The community bankers, directly and through their trade association lobbyists, got on the phone to their senators, whining about how horrible this would be for them. That wasn’t true either. The number of loans made by community bankers and held on their books is insignificant, and is an insignificant part of the problem. The real problem is in those CDOs. Valparaiso Law Professor Alan White has been following the Columbia Collateral file, which provides monthly reports on loan-level performance information for approximately 2.9 million subprime and alt-A mortgages (as of November 26, 2009), all of which are securitized in CDOs. This is about 5% of all mortgages outstanding, and accounts for about 20% of foreclosures and mortgage modifications. According to Professor White,

Investors lost $3.73 billion from foreclosures sales in November 2009. The average loss on foreclosed properties was $147,800, representing a loss severity of 64% of original principal for the 25,266 foreclosures sales.

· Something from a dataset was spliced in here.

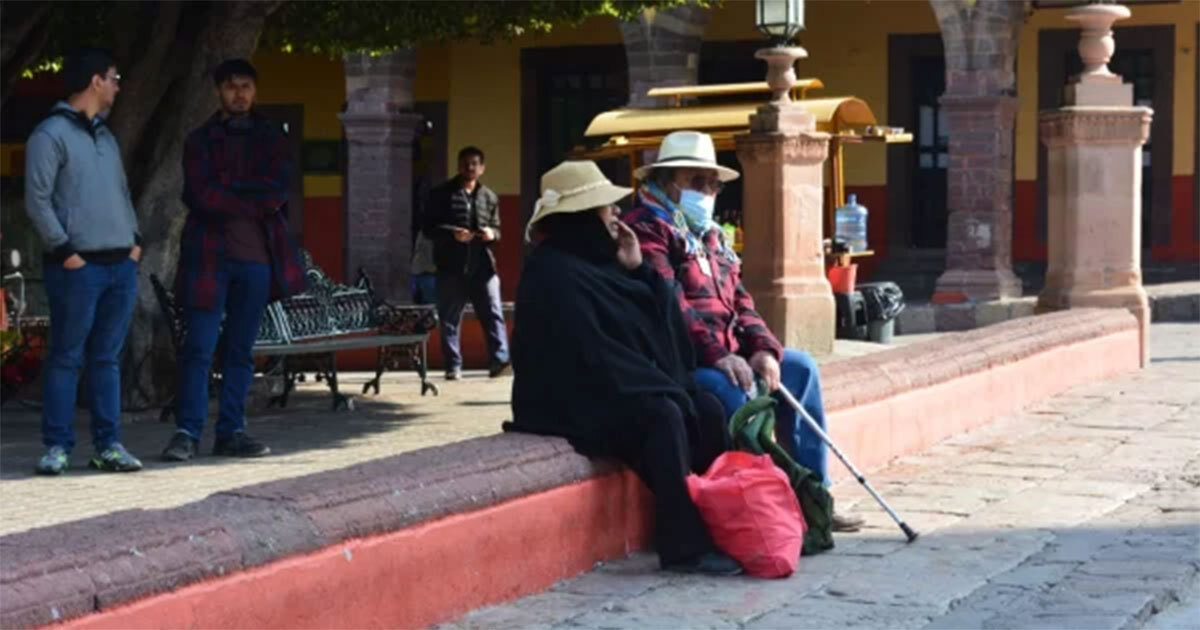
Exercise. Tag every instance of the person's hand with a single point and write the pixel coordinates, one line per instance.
(737, 370)
(765, 365)
(73, 262)
(629, 251)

The loss includes lost principal, unpaid but accrued interest and out-of-pocket expenses, such as legal fees for foreclosures, maintenance, property taxes and insurance. The average principal on the foreclosed loans was $230,726. Community bankers are not looking at losses in that range. They are more conservative and more pro-active and they know their markets better than the fly-by-night mortgage brokers who filled those CDOs with junk mortgages.

The use of others to push policies that benefit the banksters and other CDO holders is replicated in the current push for regulation. As this post explains, the derivatives pushers have used similar tactics to cut loopholes into regulations that would affect them.

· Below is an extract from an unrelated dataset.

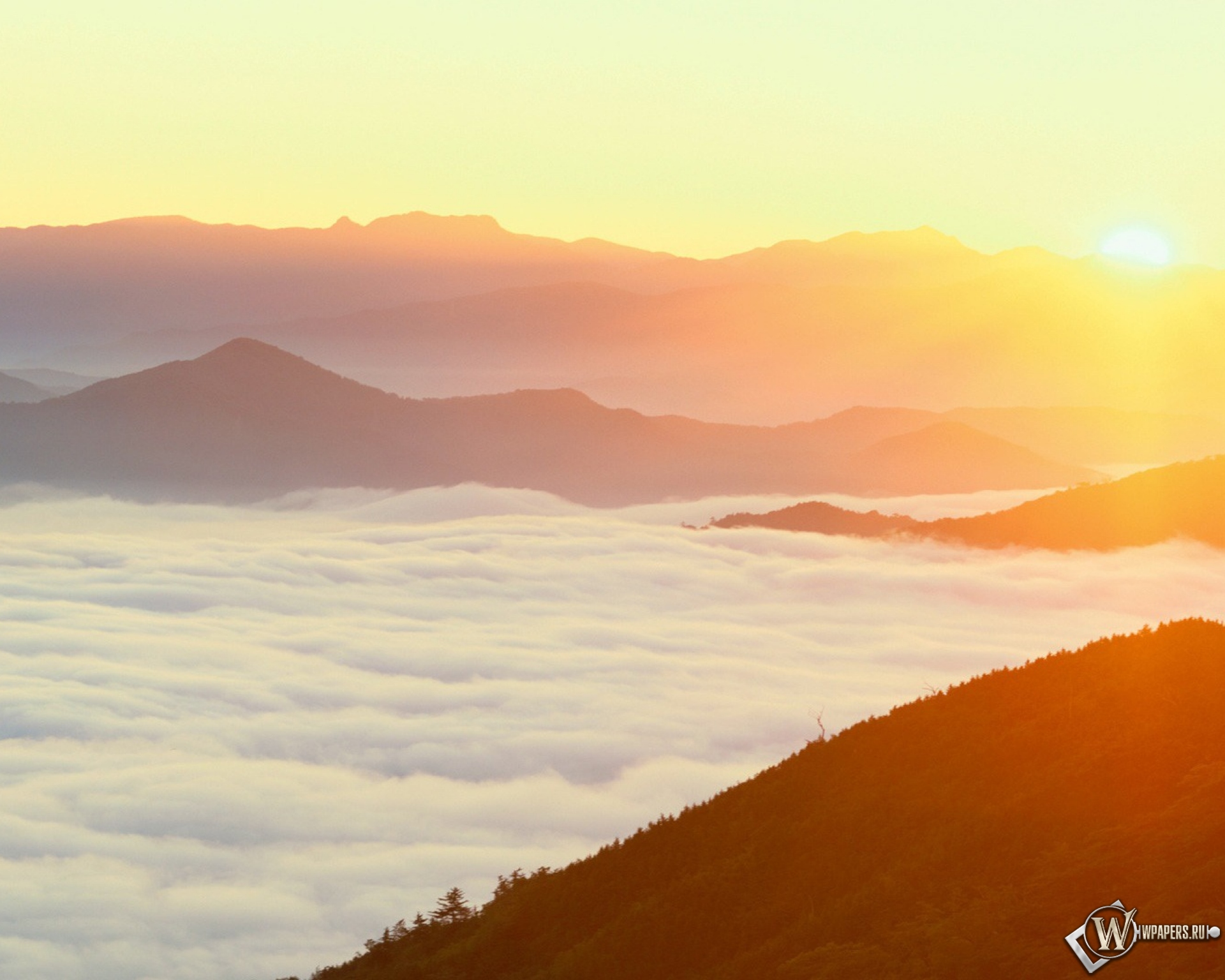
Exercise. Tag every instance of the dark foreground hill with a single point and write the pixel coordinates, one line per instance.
(1184, 500)
(249, 420)
(963, 836)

The battle with the financial elites will be tough. They have money and political friends, and we don’t. We may be able to find allies in the most unusual places. AZHealer points to this diary on RedState, whose view of banks mirror mine. We have the opportunity to form alliances we never thought possible.

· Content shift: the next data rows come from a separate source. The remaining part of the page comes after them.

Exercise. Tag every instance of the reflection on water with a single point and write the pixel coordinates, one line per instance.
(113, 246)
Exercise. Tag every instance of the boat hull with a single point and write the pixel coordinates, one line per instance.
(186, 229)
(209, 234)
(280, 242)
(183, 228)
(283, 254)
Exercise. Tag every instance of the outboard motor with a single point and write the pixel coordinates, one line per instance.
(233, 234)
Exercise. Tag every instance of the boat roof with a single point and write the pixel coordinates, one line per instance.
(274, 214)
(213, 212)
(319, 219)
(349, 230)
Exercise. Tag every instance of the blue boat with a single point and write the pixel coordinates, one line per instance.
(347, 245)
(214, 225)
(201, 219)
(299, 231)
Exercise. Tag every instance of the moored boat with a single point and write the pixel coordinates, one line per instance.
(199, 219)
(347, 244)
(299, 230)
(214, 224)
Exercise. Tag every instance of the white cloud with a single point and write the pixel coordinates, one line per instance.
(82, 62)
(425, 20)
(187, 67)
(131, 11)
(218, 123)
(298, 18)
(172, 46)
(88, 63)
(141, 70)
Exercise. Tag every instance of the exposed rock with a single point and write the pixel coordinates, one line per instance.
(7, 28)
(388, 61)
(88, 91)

We haven’t really started fighting. Knowledge and passion and allies can overcome lobbyists. I hope.

For anyone not familiar with cramdown, the name is used by bankruptcy practitioners to describe the effect of § 506 of the Bankruptcy Code. That section says that if a creditor is owed money and that debt is secured by collateral, the debt will be treated as a secured claim only to the value of the collateral. Any excess will be treated as an unsecured claim. The secured creditor is entitled to get paid in full the value of the collateral, but the debtor is allowed to pay less than 100% on the unsecured claims if the Court approves after all creditors have an opportunity to prove that the debtor could reasonably be expected to pay more. There are also rules about altering the interest rate, which very likely would favor debtors with today’s low interest rates.

For example, suppose the debtor has a boat worth $10K and owes $13K on it. The secured creditor gets paid its $10K in full at a fair interest rate. The other $3K is treated as unsecured. If the debtor can pay 20% of the total unsecured debt, then the secured creditor gets a fair share of that, in this case, an additional $600.

The amazing part is that the only exceptions to this rule are certain vehicles and the home of the debtor. It works for boats, airplanes, copier machines, vacation houses, office buildings and anything else. Why? There isn’t a valid explanation.